Pam,
What, in your mind, will jump start those sexual feelings in you?

If you know what the holdup is, then I would personally focus on THAT issue and resolve it prior to sharing a bedroom again.

If you aren't sure, then I would say that sometimes it is beneficial to put the cart before the horse. It might help recreate those feelings. Right now, I imagine that after an EA and the separate bedrooms that intimacy (of any kind, as evidenced by the foot massage) would seem weird. So to think about it now it might be easy to convince yourself that you are not ready for it, when in fact you have just become unaccustomed to it. That is where just doing it would be helpful because it would be allowing your actions to dictate your feelings instead of your feelings dictating your actions.
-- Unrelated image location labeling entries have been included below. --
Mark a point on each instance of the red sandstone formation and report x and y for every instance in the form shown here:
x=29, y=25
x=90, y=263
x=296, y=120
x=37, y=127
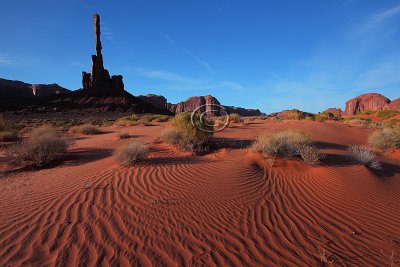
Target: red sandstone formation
x=99, y=78
x=371, y=101
x=335, y=111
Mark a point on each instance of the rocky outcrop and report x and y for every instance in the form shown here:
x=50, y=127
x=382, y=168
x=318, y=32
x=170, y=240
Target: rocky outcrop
x=395, y=104
x=210, y=104
x=158, y=101
x=335, y=111
x=17, y=94
x=371, y=101
x=99, y=78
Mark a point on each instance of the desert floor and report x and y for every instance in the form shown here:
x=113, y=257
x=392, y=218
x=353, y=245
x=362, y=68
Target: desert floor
x=224, y=208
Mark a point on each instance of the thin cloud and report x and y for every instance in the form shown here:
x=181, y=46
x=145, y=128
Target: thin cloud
x=188, y=52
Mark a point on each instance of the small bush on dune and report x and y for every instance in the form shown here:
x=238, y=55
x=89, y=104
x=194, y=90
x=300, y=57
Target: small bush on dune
x=87, y=129
x=123, y=135
x=234, y=117
x=294, y=114
x=132, y=152
x=182, y=140
x=385, y=138
x=43, y=145
x=8, y=136
x=384, y=114
x=364, y=155
x=288, y=144
x=201, y=130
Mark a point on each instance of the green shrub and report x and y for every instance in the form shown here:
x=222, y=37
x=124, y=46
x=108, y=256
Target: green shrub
x=132, y=152
x=8, y=136
x=87, y=129
x=366, y=112
x=294, y=114
x=202, y=129
x=364, y=155
x=385, y=138
x=43, y=145
x=288, y=144
x=182, y=140
x=384, y=114
x=234, y=117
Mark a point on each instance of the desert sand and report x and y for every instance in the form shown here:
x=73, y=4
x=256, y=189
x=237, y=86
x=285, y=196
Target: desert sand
x=223, y=208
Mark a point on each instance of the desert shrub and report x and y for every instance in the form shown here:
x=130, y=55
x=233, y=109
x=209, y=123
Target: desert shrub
x=385, y=138
x=393, y=122
x=132, y=152
x=43, y=145
x=287, y=144
x=357, y=120
x=364, y=155
x=123, y=135
x=384, y=114
x=202, y=129
x=182, y=140
x=234, y=117
x=294, y=114
x=327, y=116
x=311, y=155
x=366, y=112
x=162, y=118
x=87, y=129
x=8, y=136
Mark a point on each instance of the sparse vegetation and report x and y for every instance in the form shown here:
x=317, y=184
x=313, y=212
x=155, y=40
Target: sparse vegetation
x=327, y=116
x=43, y=145
x=234, y=117
x=385, y=138
x=123, y=135
x=384, y=114
x=87, y=129
x=131, y=152
x=364, y=155
x=294, y=114
x=288, y=144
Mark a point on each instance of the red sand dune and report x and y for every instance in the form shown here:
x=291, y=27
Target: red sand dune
x=224, y=208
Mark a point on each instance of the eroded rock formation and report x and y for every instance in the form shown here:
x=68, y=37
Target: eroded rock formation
x=99, y=77
x=370, y=101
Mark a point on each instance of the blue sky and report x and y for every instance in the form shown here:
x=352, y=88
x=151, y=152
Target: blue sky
x=271, y=55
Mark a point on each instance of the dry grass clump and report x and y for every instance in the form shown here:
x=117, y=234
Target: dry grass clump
x=8, y=136
x=384, y=114
x=385, y=138
x=182, y=140
x=293, y=114
x=123, y=135
x=43, y=145
x=202, y=129
x=234, y=117
x=87, y=129
x=288, y=144
x=364, y=155
x=132, y=152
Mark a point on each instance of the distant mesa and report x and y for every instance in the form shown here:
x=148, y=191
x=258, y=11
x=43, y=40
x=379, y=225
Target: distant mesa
x=210, y=105
x=370, y=101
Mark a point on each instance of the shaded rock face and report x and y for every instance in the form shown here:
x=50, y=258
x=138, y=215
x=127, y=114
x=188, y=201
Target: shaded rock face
x=99, y=78
x=17, y=94
x=336, y=111
x=158, y=101
x=371, y=101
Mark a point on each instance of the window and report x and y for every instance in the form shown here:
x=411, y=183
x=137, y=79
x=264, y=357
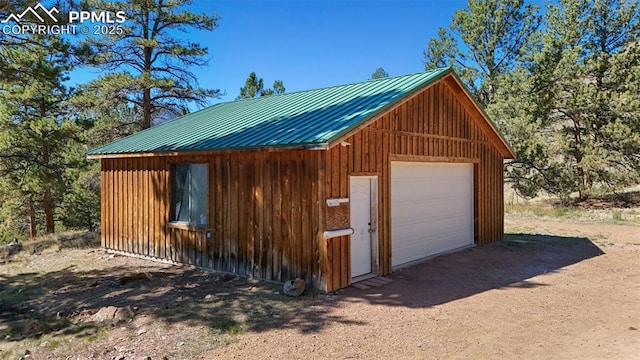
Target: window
x=189, y=194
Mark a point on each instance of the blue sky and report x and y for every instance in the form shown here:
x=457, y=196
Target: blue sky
x=312, y=43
Also, I had an idea re: the sleep thing. Why not just say to your H that a condition of the marriage continuing is absolutely NO SEX after you have fallen asleep? That way, there will never be any mistaking if you are awake and consenting or asleep and being taken advantage of by your very own husband.

A plan like that assumes, of course, that you will not fall asleep on the couch every night and things like that. It would be contingent on you both going to bed together and mutually agreeing on whether you will be having sex that night.

What do you think of that?

Honeypot

P.S. Good to see you again and it looks like things are on the upswing. VERY happy to hear it.